Em um caso, por ordem do líder popular, o patriarca Moisés, por meio de um aceno de seu bastão mágico, o mar se abre, deixa passar um povo inteiro, incontável, composto de centenas de milhares de pessoas que, após deixar passar o último deles, fecha-se novamente, cobre e afoga os egípcios perseguidores. O espetáculo tem o espírito da Antiguidade, a fúria do mar que obedece à voz do mágico, grandes multidões amontoadas como os solados romanos em marcha, o povo e o líder, coisas visíveis e audíveis, ensurdecedoras. No outro caso, uma moça comum, à qual o mundo antigo não prestaria atenção, às escondidas e secretamente dá à luz um menino, dá a vida, o milagre da vida, ‘Vida de todos’, como posteriormente o chamam. Seu parto não é legal, não apenas do ponto de vista dos escribas, é também contra as leis da natureza.

A moça engravida não por força da necessidade, mas por milagre, por inspiração. É a mesma inspiração por conta da qual o Evangelho, que contrapõe ao habitual a exceção, e aos dias de trabalho a festa, deseja construir a vida, contrariando qualquer imposição.

Que enorme significado possui a mudança! De que maneira ao céu (pois é com os olhos do céu que se deve avaliar isso, diante do rosto do céu, é na moldura sagrada da singularidade que isso tudo acontece) – de que maneira ao céu, a frequente condição humana insignificante, do ponto de vista da Antiguidade, tornou-se equivalente a uma migração total de um povo?
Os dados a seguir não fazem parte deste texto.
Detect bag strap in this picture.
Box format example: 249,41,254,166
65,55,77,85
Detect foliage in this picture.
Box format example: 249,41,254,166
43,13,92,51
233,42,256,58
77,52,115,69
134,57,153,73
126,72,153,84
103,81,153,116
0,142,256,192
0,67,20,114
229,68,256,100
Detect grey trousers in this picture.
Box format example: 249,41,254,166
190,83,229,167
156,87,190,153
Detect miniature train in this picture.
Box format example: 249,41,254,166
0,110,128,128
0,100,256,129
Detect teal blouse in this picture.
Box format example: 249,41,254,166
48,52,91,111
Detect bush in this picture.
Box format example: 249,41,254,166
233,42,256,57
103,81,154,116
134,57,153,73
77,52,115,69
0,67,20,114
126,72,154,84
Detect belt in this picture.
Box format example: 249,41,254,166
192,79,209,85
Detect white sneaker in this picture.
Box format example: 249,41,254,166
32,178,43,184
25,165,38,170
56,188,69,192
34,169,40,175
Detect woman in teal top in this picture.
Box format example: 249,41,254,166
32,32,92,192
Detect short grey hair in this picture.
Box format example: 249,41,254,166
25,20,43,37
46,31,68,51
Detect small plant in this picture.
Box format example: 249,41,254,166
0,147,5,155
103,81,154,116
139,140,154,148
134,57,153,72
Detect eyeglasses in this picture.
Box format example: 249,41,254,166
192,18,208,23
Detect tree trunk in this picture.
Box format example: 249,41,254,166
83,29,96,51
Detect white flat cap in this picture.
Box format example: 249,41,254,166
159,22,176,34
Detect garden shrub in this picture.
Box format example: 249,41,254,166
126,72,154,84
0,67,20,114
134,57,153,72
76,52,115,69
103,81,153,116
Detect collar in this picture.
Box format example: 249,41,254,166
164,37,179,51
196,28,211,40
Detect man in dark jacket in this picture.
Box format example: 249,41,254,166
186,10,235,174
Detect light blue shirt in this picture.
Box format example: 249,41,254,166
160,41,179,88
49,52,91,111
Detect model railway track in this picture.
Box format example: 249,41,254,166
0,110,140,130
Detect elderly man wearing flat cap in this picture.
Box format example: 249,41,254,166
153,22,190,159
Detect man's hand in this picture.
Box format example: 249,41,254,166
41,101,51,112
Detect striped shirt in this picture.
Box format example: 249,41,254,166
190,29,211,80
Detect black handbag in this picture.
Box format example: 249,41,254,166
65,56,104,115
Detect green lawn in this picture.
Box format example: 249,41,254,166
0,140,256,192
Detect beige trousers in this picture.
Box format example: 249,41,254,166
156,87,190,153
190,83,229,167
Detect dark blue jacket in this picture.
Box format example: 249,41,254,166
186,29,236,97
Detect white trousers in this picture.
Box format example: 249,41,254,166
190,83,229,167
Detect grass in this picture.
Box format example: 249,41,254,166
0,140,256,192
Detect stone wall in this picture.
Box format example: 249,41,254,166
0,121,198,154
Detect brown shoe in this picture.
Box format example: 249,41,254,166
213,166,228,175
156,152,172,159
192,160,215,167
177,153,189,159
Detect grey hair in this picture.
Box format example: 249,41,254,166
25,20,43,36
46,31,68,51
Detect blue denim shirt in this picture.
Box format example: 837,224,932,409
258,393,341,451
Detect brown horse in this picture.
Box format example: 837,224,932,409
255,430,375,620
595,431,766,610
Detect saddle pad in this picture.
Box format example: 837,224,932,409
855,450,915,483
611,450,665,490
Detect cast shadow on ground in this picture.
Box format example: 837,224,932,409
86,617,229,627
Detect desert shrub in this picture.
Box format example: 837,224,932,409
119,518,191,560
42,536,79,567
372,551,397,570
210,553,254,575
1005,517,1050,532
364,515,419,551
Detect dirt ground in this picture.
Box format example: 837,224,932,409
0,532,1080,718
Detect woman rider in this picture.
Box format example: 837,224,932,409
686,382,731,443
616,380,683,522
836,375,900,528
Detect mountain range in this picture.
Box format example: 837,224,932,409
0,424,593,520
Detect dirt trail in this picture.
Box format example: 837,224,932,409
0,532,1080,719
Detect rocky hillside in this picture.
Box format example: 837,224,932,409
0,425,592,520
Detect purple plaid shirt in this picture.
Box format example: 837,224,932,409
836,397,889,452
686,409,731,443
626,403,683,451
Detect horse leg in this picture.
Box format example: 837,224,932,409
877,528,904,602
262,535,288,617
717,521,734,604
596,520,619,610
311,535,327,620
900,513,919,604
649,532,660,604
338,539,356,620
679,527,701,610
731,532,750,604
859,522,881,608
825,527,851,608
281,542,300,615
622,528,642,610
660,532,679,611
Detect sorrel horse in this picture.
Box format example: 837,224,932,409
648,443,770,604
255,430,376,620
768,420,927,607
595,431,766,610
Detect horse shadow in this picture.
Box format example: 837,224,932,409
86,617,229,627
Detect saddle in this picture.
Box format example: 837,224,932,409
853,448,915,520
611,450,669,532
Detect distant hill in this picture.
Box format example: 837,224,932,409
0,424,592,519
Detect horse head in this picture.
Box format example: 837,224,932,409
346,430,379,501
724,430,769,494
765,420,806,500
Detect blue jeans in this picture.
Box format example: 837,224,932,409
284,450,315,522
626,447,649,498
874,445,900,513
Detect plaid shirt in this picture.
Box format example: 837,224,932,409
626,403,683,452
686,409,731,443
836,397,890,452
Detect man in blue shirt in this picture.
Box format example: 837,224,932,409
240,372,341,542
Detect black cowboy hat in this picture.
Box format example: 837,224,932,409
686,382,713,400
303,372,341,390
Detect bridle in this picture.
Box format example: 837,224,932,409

Algo se moveu no mundo. Acabou Roma, o poder de tal magnitude que com as armas impôs a obrigação de viver, sem exceção, como comunidade. Os líderes  e os povos ficaram no passado. A personalidade e o sermão da liberdade vieram em sua substituição. A vida humana individual tornou-se a história divina, encheu com seu conteúdo o espaço do universo.

Como se diz na liturgia da Anunciação, Adão tentou ser Deus e falhou, mas agora Deus se tornou homem para que Adão se tornasse Deus.